There’s plenty of blood, but it’s the way it’s meted out that ramps up tensions. We start off with people we’re trained to want to see picked off, but viewer beware: there’s a beautiful mutt in danger here as the cursed object worms its way into Eva’s life.

The FX are not as impressive as the performances, unfortunately, but the creature itself is creepy as hell. Better still, his existence and the origin of the Advent Calendar are left a bit to the imagination. It’s a clever sleight of hand, Ridremont taking advantage of our familiarity with his subgenre when he needs to, while still leaving behind the tangy taste of mystery.

The Bored and the Beautiful

Dead & Beautiful

by Hope Madden

Oh, they’re so attractive. They’re so rich. In fact, the five souls at the center of writer/director David Verbeek’s Dead & Beautiful are so attractive and rich that they have to stick together because literally no one else on earth can understand where they come from.

Each has a family fortune in the billions, and every week one of the five takes a “turn” — they decide what the group will do for fun, and their buddies have to participate, no questions asked. But it’s so hard! They’ve done everything.

Verbeek makes his point early. These five people contribute nothing to the world. As the rich and beautiful, they are the alpha predators. And yet, their unfulfilled lives spin out of control after one “turn” may have inadvertently changed them into vampires.

Thus begins the psychological experiment. When you have no soul to begin with, you’ve essentially lived off the masses your whole life, is there really any difference between you and a vampire?

We find out in rain-slicked, neon-tinted urban late nights, following five impossibly thin and unreasonably attractive people through a whole lot of nothing.

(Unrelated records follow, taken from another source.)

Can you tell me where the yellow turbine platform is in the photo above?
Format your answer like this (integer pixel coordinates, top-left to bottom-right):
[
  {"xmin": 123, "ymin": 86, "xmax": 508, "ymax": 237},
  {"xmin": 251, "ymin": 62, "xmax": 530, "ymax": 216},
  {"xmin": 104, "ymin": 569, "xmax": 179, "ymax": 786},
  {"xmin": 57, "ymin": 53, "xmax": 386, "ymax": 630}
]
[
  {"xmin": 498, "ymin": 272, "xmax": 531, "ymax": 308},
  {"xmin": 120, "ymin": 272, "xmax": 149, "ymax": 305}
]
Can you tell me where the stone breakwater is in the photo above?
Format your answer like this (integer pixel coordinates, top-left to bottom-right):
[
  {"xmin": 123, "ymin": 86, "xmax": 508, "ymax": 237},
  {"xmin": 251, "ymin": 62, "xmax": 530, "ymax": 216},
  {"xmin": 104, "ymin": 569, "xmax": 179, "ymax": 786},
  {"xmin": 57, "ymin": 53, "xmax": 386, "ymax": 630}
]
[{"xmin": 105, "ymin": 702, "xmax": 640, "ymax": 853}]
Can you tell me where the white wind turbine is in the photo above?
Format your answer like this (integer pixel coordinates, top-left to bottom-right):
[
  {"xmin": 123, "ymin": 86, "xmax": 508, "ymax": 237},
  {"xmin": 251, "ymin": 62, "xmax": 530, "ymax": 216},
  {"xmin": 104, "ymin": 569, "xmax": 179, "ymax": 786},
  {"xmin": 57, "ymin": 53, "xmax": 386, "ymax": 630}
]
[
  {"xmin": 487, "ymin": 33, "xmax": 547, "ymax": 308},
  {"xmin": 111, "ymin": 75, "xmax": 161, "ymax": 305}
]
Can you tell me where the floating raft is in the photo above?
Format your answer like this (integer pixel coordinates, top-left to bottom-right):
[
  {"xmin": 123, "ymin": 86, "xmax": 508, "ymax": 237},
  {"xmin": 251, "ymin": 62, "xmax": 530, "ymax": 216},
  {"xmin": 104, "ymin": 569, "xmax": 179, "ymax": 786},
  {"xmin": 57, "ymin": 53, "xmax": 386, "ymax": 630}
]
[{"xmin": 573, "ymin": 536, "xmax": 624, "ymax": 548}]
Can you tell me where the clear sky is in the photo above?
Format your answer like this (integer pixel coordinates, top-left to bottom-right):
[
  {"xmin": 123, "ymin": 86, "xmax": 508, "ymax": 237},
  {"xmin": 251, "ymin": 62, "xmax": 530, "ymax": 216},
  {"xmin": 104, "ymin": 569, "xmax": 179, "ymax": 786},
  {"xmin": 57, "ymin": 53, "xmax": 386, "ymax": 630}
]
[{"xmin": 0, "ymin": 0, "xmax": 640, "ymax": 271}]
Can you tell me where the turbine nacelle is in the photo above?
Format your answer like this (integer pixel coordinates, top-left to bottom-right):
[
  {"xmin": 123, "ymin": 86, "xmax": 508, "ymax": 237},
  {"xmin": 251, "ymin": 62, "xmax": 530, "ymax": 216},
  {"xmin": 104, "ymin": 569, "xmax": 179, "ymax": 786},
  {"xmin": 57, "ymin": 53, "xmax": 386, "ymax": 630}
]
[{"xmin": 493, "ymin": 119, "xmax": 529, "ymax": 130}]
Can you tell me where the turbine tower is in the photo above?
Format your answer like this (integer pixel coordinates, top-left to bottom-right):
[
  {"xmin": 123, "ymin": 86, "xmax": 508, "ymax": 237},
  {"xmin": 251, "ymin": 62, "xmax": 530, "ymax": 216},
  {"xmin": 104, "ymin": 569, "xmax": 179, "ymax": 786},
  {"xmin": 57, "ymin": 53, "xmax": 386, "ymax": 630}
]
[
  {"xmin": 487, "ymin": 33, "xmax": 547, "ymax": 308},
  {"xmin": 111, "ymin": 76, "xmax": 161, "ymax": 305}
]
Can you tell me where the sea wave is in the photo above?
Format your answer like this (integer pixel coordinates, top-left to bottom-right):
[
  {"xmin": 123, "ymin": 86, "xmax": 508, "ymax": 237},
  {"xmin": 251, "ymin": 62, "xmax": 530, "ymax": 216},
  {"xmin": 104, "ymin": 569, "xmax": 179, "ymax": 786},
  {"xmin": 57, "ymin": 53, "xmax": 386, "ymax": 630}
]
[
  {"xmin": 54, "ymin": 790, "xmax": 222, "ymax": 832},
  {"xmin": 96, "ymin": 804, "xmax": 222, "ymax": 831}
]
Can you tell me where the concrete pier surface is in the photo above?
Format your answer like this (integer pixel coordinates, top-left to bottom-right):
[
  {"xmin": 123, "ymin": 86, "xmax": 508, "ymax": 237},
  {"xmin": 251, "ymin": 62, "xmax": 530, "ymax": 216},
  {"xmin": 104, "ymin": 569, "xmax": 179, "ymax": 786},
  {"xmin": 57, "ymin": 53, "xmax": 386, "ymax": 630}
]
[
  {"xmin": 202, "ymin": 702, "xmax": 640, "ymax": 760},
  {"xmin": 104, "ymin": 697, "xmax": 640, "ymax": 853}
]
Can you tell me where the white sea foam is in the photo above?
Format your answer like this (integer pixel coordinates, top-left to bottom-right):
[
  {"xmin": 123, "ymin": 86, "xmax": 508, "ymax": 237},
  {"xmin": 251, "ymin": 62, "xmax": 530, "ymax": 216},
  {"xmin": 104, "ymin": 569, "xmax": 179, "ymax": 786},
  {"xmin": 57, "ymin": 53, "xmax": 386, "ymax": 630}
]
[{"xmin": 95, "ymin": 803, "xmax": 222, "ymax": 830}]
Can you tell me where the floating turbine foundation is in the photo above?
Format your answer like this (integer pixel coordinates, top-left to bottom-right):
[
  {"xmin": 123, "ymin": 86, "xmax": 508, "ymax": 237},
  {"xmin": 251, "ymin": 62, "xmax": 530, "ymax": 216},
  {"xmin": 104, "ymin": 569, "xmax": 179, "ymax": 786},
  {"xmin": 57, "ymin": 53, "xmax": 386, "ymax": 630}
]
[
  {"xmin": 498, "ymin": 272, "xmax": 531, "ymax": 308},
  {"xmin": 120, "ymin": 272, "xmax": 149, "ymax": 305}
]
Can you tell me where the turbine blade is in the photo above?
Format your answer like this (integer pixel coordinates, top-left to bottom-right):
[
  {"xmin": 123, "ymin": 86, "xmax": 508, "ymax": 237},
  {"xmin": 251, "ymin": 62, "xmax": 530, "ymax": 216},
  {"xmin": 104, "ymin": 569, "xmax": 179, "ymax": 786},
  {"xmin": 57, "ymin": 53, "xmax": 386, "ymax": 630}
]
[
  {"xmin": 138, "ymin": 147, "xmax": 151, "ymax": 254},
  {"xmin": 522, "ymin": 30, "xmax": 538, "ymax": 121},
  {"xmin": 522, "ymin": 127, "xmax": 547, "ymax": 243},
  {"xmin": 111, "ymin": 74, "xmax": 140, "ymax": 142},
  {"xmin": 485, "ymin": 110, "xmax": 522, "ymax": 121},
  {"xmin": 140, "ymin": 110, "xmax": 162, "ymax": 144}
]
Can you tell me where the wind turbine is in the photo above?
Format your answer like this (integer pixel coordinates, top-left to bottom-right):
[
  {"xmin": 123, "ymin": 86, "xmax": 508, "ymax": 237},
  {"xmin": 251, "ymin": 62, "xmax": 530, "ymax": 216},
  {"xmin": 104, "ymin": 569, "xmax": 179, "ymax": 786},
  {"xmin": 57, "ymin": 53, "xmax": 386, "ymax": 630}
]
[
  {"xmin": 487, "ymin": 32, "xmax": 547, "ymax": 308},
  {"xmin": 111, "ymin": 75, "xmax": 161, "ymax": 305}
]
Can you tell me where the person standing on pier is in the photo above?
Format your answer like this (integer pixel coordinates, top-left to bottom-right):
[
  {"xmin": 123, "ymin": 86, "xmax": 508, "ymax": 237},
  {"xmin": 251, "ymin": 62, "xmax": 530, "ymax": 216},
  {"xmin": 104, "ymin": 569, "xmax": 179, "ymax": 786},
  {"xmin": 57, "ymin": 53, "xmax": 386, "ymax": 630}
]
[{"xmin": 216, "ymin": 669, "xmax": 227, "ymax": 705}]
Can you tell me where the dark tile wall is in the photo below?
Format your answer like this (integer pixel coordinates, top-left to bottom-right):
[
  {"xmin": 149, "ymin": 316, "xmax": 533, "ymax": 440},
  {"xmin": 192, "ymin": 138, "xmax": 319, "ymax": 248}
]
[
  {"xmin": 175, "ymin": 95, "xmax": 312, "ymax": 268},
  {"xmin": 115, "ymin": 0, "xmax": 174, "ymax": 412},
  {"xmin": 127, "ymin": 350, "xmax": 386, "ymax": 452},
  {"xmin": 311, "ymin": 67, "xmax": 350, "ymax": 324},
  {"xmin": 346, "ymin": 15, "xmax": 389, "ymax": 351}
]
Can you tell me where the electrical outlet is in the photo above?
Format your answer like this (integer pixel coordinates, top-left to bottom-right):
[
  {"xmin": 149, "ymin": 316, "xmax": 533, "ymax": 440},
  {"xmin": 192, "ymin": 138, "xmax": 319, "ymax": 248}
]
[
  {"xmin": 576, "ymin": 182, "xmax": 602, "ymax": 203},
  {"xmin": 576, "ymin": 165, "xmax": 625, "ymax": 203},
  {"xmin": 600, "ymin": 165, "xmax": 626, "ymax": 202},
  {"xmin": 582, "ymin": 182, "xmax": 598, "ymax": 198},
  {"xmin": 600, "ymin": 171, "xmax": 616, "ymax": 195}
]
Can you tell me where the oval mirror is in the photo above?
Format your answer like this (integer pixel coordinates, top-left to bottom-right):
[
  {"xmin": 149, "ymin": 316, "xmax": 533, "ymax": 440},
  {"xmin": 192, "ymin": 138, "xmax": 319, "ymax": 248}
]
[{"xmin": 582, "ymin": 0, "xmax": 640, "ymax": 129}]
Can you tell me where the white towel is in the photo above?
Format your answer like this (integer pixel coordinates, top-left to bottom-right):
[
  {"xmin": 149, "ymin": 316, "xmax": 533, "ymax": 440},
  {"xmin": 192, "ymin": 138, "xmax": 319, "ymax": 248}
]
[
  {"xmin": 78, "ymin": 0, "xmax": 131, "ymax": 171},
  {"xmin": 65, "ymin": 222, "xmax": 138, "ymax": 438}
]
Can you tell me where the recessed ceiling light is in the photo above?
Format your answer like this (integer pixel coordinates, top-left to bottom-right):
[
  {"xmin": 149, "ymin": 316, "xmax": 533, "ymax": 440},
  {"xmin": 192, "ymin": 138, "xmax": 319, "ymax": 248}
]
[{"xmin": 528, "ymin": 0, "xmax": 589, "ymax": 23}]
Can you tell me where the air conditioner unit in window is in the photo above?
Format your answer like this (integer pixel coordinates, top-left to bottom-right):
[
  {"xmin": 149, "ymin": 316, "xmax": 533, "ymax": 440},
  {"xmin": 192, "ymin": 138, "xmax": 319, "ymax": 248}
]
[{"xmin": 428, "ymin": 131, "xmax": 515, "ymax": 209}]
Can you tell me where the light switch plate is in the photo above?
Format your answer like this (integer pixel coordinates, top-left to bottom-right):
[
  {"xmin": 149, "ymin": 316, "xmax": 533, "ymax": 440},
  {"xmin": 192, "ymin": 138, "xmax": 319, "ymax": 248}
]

Very, very little happens during this movie. Camaraderie and sexual tensions feel fake. Individual suffering rings false. The psychological game at the heart of the action is as bloodless as the film itself. This is a horror film in the loosest sense.

Dead and Beautiful would play more like a social satire if it didn’t emulate the same tedious, vacuous billionaire youth that it pretends to skewer.

A handful of funny moments help the time pass, mainly thanks to Philip Juan, whose character believes he mind-controlled his way into a pack of Wrigley’s spearmint gum. A frustrating number of scenes begin with great promise — well-framed, intriguingly populated possibilities for those alpha predators to prove their label. What’s frustrating is how blandly these scenes all end.

Verbeek lenses a gorgeous late-night cityscape — never sinister, never forbidding, just pretty and mainly empty. Like his film.